В этом, как и во всем остальном, мой темперамент сильно повлиял на мои правила, или вернее — на мои привычки, потому что я почти не действовал по правилам или не слишком следовал в чем бы то ни было иным правилам, кроме побуждений своей природы. Никогда преднамеренная ложь не приближалась к моей мысли, никогда не лгал и ради собственной выгоды; но нередко лгал из стыда, чтобы выйти из затруднения в вещах безразличных либо важных самое большее для меня одного,— когда, поставленный в необходимость поддержать беседу, я из-за медлительности своей мысли и скудости источников для разговора бывал вынужден прибегать к вымыслам, чтобы было что сказать. Если непременно надо говорить, а занимательные факты не приходят мне достаточно быстро в голову, я сплетаю басни, чтобы не оставаться немым; но, выдумывая эти басни, я, насколько могу, слежу за тем, чтобы в них не было обмана, то есть чтобы они не оскорбляли ни должной истины, ни справедливости и не были бы ничем, кроме как вымыслом, безразличным для всех и для меня. Желанием моим, конечно, было бы по крайней мере восполнить отсутствие правды фактической правдой нравственной, то есть правильно представить в них естественные склонности человеческого сердца и обязательно преподать какое-нибудь полезное наставление,— словом, сделать их нравоучительными притчами, апологами; но надо иметь больше находчивости и дара речи, чем у меня, чтобы воспользоваться светской болтовней для поученья. Ход ее, более быстрый, чем ход моих мыслей, заставлял меня почти всегда говорить необдуманно п нередко наводил меня па глупости и нелепости, осуждаемою моим разумом; сердце мое отвергало их по мере того, как они вылетали из моих уст; но, опережая действительное мое сужденье, они не могли уже быть изменены под влиянием его цензуры.

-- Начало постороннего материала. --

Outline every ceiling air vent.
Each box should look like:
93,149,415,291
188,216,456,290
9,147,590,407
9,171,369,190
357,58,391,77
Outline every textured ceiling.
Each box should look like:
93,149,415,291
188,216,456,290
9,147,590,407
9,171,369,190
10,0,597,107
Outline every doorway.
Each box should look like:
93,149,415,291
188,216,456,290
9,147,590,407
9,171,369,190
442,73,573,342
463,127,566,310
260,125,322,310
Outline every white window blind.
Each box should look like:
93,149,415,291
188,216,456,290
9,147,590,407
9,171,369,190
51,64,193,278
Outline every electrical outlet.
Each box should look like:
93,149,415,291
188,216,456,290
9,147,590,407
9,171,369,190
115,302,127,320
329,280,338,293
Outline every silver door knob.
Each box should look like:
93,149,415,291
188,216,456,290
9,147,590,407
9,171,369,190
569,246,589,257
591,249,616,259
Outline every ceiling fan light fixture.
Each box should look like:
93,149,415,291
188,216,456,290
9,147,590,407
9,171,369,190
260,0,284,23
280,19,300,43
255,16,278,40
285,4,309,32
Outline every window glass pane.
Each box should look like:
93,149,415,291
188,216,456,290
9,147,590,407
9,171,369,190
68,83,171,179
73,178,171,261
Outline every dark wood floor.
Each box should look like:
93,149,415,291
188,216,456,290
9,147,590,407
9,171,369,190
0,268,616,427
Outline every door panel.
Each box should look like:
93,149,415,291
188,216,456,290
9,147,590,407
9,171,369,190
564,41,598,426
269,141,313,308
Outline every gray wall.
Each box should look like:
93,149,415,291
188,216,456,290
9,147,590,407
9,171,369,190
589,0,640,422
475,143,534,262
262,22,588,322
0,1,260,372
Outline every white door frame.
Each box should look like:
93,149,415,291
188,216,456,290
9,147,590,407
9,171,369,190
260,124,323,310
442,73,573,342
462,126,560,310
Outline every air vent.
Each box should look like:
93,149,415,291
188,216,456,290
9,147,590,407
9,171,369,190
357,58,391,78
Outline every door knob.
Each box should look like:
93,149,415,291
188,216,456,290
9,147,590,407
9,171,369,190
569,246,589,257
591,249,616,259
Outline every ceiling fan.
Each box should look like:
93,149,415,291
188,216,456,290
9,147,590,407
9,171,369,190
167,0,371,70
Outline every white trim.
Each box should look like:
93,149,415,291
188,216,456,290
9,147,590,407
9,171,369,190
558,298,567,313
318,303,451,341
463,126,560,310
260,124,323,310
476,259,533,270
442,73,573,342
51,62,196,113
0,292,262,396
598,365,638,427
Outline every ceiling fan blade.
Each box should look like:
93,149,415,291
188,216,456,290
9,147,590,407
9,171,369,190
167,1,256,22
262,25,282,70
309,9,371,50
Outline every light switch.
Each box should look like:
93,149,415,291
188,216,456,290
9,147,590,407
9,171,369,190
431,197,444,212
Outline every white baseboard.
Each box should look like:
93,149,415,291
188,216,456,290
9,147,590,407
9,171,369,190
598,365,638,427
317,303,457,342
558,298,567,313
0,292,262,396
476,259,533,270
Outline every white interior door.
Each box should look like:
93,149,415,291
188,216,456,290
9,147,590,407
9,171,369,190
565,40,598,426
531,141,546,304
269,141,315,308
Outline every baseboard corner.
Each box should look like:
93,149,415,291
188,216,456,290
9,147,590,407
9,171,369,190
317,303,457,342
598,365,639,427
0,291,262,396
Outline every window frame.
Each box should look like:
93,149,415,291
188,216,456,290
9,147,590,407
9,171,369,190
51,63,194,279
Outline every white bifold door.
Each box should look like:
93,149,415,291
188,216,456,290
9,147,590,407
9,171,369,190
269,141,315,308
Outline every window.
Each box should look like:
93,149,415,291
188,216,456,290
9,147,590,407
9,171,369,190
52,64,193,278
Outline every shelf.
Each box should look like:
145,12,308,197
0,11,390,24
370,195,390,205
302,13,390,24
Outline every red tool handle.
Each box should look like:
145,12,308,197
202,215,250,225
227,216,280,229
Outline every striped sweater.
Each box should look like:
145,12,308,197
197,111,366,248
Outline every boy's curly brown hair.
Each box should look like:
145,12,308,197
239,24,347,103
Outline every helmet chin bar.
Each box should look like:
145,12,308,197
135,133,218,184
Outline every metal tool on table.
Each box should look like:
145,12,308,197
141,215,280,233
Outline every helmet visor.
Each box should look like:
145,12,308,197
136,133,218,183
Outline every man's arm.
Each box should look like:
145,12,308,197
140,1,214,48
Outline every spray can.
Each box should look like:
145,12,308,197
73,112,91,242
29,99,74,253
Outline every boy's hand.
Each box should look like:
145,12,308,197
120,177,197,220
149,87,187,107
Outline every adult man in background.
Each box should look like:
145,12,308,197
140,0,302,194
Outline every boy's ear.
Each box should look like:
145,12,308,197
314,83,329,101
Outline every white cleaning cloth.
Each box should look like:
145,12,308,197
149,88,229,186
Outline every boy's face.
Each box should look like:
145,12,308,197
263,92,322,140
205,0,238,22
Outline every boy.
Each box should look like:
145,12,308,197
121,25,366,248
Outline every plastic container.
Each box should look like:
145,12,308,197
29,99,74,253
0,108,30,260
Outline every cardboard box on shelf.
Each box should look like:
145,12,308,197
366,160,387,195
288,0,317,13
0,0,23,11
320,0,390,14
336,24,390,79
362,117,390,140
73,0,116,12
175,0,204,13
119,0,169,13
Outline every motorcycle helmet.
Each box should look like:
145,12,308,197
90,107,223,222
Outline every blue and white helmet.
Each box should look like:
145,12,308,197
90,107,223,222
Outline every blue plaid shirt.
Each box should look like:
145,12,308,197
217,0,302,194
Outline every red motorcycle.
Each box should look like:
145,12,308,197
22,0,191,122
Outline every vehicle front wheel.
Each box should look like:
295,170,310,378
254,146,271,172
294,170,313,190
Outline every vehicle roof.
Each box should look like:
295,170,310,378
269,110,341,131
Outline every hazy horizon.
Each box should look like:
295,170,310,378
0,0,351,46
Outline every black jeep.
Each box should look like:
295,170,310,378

Опять-таки по тому же первому и непреодолимому побуждению моего темперамента — от стыда и застенчивости — неожиданные и быстрые вопросы часто вызывают у меня ложь, в которой не участвует моя поля; в известном смысле ложь предваряет ее из-за необходимости тотчас же дать ответ. Глубокое впечатленье при воспоминании о бедной Марион всегда удерживает меня от той лжи, которая может повредить другим, но не от той, которая может помочь мне выпутаться из затруднения, когда это касается меня одного,— хоть и это все же противоречит моей совести и моим принципам.